With the color results from the inequal probabiltiies, significantly more red colors are drawn than blue, compared to the results with equal probabilities, where there is a more equal distribution.
The Birthday Problem¶
Assuming that birthdays are evenly distributed across 365 days a year, what is the probability of two members of our class having the same birthday?
Let's define a few functions to help us calculate this probability:
get_birthdays(): Takes an integer input of class size and returns an array of 'birthdays' from 0-364.count_matched_birthdays(): Takes an array input of birthdays and returns the number of days for which there is a match.calculate_probability(): Takes an input of class class and the number of simulations and returns the probability of a match for that class size.
Let's first define get_birthdays(). We'll use np.random.choice() to generate a list of birthdays from each possible day of the year. The number of random draws is equal to the size of the group.
def get_birthdays(group_size):
# Randomly generates a list of birthdays
birthdays = np.random.choice(range(365), group_size)
# Returns the list of birthdays
return birthdays
In count_matched_birthdays(), we'll utilize np.unique() with return_counts = True to determine the number of matched birthdays.
def count_matched_birthdays(birthdays):
# Gets the values and counts for the birthdays in the birthdays array
birthday_values, birthday_counts = np.unique(birthdays, return_counts = True)
# Calculates the number of matched birthdays
matches = sum(birthday_counts > 1)
# Returns the number of days where there is a match
return matches
calculate_probability() will perform the birthday problem simulation and utilize the get_birthdays() and count_matched_birthdays() functions for the simulation.
def calculate_probability(num_simulations, groupsize):
# Creates a counter for keeping track of matching birthdays
match_count = 0
# Runs the inputted number of simulations
for sim in range(num_simulations):
# Gets the array of birthdays using get_birthdays()
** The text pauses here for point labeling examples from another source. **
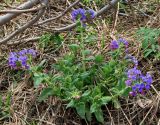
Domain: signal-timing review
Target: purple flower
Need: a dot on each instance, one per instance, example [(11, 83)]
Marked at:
[(23, 60), (125, 42), (114, 45), (133, 93), (133, 59), (128, 82), (22, 52), (21, 57), (31, 52), (133, 74), (134, 88), (141, 87), (90, 14), (148, 78), (78, 14), (13, 59), (147, 86)]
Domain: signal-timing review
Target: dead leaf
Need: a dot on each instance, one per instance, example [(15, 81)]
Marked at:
[(143, 103)]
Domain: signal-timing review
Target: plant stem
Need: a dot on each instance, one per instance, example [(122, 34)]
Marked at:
[(82, 46)]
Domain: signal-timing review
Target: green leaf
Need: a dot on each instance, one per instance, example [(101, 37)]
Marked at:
[(71, 104), (126, 91), (99, 59), (86, 52), (93, 107), (86, 93), (90, 39), (116, 103), (80, 107), (45, 93), (91, 58), (74, 47), (88, 114), (1, 101), (37, 81), (106, 99), (99, 115), (147, 52)]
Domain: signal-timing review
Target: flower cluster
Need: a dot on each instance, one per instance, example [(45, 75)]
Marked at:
[(116, 43), (82, 14), (21, 58), (138, 82)]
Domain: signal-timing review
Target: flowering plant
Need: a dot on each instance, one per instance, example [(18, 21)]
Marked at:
[(21, 59)]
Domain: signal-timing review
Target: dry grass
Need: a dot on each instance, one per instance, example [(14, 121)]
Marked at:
[(25, 108)]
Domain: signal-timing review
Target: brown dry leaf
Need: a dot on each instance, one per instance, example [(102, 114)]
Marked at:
[(158, 122), (143, 103)]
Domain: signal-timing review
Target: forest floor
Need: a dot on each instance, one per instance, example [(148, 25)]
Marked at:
[(19, 104)]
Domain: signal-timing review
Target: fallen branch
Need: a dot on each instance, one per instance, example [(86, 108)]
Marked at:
[(7, 17), (62, 14), (29, 24), (100, 12), (69, 27)]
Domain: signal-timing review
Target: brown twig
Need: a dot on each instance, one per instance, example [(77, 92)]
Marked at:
[(62, 14), (29, 24), (22, 11), (9, 16)]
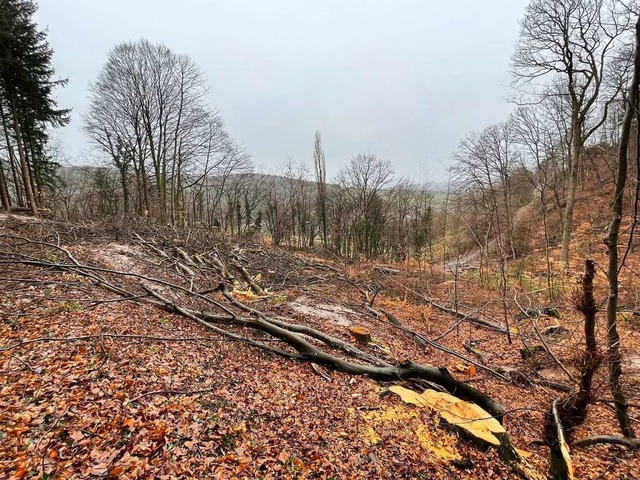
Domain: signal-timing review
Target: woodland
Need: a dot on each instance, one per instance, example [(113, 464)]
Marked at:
[(173, 312)]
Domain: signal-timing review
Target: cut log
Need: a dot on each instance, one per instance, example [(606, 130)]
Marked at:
[(361, 334)]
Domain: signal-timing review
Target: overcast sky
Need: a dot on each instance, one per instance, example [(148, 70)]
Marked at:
[(404, 79)]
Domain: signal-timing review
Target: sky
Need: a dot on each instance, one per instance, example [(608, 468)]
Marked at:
[(406, 80)]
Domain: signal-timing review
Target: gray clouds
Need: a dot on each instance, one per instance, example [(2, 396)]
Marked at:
[(404, 79)]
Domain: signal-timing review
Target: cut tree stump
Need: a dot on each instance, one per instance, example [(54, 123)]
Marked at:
[(361, 334)]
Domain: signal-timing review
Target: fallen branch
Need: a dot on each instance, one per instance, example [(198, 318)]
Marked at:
[(631, 443)]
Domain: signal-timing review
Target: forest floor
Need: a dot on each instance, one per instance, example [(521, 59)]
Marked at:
[(96, 386)]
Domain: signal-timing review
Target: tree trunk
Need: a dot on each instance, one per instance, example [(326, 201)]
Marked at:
[(26, 176), (574, 168), (613, 339), (4, 191)]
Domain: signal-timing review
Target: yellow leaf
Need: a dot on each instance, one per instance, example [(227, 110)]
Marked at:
[(465, 415)]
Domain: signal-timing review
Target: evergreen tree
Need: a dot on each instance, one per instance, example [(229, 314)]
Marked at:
[(26, 95)]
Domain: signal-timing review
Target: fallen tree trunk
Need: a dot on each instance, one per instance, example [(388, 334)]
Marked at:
[(290, 334)]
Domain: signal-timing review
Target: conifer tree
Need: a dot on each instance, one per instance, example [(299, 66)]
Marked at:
[(26, 95)]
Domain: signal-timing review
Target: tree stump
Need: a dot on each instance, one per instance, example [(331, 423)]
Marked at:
[(361, 334)]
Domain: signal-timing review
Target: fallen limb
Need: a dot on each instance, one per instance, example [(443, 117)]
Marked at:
[(631, 443)]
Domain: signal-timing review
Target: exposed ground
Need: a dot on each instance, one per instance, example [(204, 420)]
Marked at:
[(95, 386)]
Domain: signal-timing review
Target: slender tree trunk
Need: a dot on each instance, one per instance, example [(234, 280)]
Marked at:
[(125, 189), (12, 162), (26, 175), (574, 168), (613, 339), (4, 191)]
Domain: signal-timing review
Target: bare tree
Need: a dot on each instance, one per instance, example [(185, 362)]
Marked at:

birthdays = get_birthdays(groupsize)
# Counts the number of matched birthdays
matches = count_matched_birthdays(birthdays)
# Checks if there is at least one match
if matches > 0:
# Increments the count of matches by one
match_count += 1
# Calculates the probability of birthday matches
match_prob = match_count/num_simulations
# Returns the match probability
return match_prob
Let's try out the simulation!
# Calculates the probabilities with 1000 simulations and 25 people
print(f'The probability of a matching birthday is {calculate_probability(1000, 25)}.')
The probability of a matching birthday is 0.583.
We can calculate the probabilities of matched birthdays for various group sizes to examine how the probability changes as group size increases.
# Sets the number of simulations
num_simulations = 1000
# Sets the various class sizes
class_sizes = [2, 4, 8, 16, 32, 64, 128, 256]
# Creates a probability array for each class
prob_array = np.zeros(len(class_sizes))
# Runs the birthday simulation for each class size
for ind, val in enumerate(class_sizes):
prob_array[ind] = calculate_probability(num_simulations, val)
print(f'The probabilities for increasing class sizes are {prob_array}.')
The probabilities for increasing class sizes are [0. 0.019 0.083 0.294 0.771 0.998 1. 1. ].
Let's visualize this probability array to make the trend in probability more apparent.
fig,ax2 = plt.subplots()
# Plots the probability data
ax2.plot(class_sizes, prob_array, color = 'r', alpha = 0.5)
ax2.scatter(class_sizes, prob_array, color = 'r', s = 50, marker = '*')
# Sets the axis ticks
ax2.set_xticks([2, 16, 32, 64, 128, 256])
# Labels the plot
ax2.set_xlabel('Class size')
ax2.set_ylabel('Probability of a matched birthday')
ax2.set_title('The Probability of a Matched Birthday for Various Class Sizes')
Text(0.5, 1.0, 'The Probability of a Matched Birthday for Various Class Sizes')
As you can see, the probability of a matched birthday steeply increases for group sizes smaller than 64, then levels out at 100% probability for group sizes above that. Once a group becomes adequately large, there is a significantly high probability for a matched birthday.